Violência Sexual e a Prioridade Absoluta
Por Márcia Acioli e Lucídio Bicalho, assessores políticos do Inesc
No início de abril deste ano, fomos
surpreendidos, mais uma vez, com a decisão absurda do Superior Tribunal
de Justiça (STJ) que livrou um homem da responsabilidade pelo estupro de
três meninas de 12 anos. Para surpresa, e igual indignação, a sentença
foi proferida por uma mulher, a ministra do Superior Tribunal de
Justiça, Maria Thereza de Assis Moura.
Baseada em preconceitos e nos estigmas
atribuídos a meninas inseridas no contexto da exploração sexual, a
ministra alega que eram iniciadas no sexo, não eram mais inocentes. Não
sabe ela que crianças não se prostituem, mas são capturadas pelo o
mercado perverso do sexo. Isto acontece quando são insuficientemente
protegidas, quando negligenciadas pelo Estado, quando violentadas no
próprio lar.
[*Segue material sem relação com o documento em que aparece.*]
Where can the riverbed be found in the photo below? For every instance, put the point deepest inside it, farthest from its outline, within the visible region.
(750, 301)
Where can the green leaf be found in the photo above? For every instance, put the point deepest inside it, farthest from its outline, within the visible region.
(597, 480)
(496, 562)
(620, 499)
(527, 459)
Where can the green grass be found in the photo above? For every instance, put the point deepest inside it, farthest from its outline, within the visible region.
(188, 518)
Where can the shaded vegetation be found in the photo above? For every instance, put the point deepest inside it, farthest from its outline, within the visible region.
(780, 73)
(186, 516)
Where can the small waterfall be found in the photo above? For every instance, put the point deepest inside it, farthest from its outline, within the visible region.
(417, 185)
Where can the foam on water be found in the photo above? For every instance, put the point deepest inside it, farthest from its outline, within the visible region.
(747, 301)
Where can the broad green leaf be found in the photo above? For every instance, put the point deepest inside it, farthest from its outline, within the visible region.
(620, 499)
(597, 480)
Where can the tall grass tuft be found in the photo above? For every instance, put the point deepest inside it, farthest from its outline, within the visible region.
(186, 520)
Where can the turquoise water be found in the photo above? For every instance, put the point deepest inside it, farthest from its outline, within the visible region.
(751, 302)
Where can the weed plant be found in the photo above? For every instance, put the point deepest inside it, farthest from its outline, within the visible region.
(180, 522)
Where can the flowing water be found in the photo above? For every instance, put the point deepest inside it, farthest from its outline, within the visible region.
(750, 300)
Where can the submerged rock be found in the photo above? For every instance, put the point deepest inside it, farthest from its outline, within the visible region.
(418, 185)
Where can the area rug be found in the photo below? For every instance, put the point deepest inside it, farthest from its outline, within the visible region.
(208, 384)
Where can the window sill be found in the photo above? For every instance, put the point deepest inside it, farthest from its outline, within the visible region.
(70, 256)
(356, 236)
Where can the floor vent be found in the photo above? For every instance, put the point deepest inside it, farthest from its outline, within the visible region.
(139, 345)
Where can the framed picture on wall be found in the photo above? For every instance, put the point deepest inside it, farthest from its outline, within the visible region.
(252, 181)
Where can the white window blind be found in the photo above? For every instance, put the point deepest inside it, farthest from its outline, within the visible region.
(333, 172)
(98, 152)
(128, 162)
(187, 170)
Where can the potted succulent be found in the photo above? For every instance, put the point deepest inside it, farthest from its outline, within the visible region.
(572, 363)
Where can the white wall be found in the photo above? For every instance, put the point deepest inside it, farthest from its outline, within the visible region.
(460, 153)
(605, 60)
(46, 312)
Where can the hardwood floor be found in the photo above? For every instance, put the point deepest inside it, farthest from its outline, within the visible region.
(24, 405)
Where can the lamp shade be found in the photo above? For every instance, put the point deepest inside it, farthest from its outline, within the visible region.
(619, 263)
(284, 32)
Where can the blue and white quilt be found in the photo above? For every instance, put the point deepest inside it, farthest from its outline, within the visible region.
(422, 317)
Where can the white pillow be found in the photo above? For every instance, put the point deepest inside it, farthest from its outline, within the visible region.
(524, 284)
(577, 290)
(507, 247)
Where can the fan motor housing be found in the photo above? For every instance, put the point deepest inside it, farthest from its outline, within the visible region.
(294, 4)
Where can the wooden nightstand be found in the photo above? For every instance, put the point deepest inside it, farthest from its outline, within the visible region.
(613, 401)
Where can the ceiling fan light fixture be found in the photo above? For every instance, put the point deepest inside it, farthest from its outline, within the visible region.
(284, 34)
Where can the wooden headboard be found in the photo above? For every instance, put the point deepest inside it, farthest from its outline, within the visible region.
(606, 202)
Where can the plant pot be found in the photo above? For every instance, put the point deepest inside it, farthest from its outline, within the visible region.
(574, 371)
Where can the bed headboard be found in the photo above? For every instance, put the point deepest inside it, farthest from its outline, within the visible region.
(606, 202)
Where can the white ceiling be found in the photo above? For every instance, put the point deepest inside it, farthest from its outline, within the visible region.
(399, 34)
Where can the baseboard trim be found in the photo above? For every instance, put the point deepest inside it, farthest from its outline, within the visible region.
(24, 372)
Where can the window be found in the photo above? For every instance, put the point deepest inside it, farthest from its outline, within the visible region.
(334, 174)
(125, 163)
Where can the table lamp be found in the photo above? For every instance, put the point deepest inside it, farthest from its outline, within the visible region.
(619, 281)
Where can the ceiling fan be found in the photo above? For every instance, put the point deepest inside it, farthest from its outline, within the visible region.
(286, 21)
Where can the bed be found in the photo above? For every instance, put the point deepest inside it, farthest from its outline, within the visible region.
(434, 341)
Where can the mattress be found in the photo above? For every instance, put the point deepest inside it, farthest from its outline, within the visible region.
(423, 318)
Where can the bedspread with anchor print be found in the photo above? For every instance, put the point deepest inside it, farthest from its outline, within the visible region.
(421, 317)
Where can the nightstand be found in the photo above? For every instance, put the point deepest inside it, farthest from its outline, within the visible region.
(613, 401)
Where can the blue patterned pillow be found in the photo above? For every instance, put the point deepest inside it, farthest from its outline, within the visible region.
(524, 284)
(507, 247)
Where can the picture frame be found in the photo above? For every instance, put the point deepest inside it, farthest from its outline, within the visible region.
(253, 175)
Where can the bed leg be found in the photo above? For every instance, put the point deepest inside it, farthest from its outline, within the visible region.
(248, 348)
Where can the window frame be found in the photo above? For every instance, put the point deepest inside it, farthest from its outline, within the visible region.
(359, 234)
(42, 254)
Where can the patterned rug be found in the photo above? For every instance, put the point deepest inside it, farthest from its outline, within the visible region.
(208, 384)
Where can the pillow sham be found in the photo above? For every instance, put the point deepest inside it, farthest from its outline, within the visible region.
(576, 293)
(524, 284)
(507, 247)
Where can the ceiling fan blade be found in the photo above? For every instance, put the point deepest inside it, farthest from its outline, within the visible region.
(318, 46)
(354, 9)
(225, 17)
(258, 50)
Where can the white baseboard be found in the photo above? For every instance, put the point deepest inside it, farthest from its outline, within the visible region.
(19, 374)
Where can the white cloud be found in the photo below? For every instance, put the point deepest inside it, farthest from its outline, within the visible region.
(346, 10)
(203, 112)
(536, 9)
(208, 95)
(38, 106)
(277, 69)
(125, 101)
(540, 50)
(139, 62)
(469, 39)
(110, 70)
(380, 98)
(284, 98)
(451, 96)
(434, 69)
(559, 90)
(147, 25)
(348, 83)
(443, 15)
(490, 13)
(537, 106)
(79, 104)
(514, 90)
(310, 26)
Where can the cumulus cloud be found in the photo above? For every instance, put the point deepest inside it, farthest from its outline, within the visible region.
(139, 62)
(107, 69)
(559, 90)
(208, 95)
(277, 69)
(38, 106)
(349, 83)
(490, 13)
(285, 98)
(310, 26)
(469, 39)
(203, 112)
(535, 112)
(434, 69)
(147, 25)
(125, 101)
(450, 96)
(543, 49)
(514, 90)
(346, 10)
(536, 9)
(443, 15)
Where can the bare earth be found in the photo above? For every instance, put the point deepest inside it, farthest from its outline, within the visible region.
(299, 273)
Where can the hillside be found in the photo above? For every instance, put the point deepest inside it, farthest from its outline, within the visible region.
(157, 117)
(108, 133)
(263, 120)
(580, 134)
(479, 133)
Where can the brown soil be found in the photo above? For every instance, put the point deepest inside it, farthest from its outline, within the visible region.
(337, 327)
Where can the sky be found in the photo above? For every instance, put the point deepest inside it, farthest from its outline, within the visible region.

Estar no mundo do comércio do sexo não é uma decisão
autônoma de crianças felizes e, ainda, qualquer abordagem sexual sem
consentimento é violência, independente da condição de quem a sofre. Não
existe violência relativa.
A posição da ministra reflete
insensibilidade e profundo desprezo pelas legislações, em especial, pelo
Estatuto da Criança e do Adolescente (ECA) e pela Convenção
Internacional sobre os Diretos da Criança – do qual o Brasil é
signatário.
O ECA é muito claro quando diz que, no seu art. 5º
“Nenhuma criança ou adolescente será
objeto de qualquer forma de negligência, discriminação, EXPLORAÇÃO,
violência, crueldade e opressão, punido na forma da lei qualquer
atentado, por ação ou omissão, aos seus direitos fundamentais.”
A Convenção também define responsabilidade com relação à proteção da infância, no seu artigo 3:
“Os Estados Partes comprometem-se a
assegurar à criança a proteção e o cuidado que sejam necessários ao seu
bem-estar, levando em consideração os direitos e deveres de seus pais,
tutores ou outras pessoas responsáveis por ela perante a lei e, com essa
finalidade, tomarão todas as medidas legislativas e administrativas
adequadas.”
Nem é necessário recorrer aos
instrumentos jurídicos para saber que estupro é violência. Estupro de
crianças é violência maior ainda, por motivos óbvios.
Enfim, o fato teve ampla repercussão
por tamanha insensatez, num tempo em que o Brasil assume enfaticamente
posição contra a violência e exploração sexual de crianças e
adolescentes. O país investiu na elaboração de programas e ações com o
objetivo de enfrentar tal prática, dando atenção para a prevenção, para a
responsabilização dos agressores e atenção às vítimas. Assim o episódio
suscitou reação imediata por parte da ministra dos Direitos Humanos,
Maria do Rosário, que pediu reversão da decisão.
A despeito de ser um programa
importante para o governo federal, constatamos que o Estado investiu em
2011 recursos insuficientes na política de enfrentamento à violência
sexual contra crianças. Não bastasse a baixa previsão orçamentária o
Estado deixou de executar a integralidade dos recursos planejados.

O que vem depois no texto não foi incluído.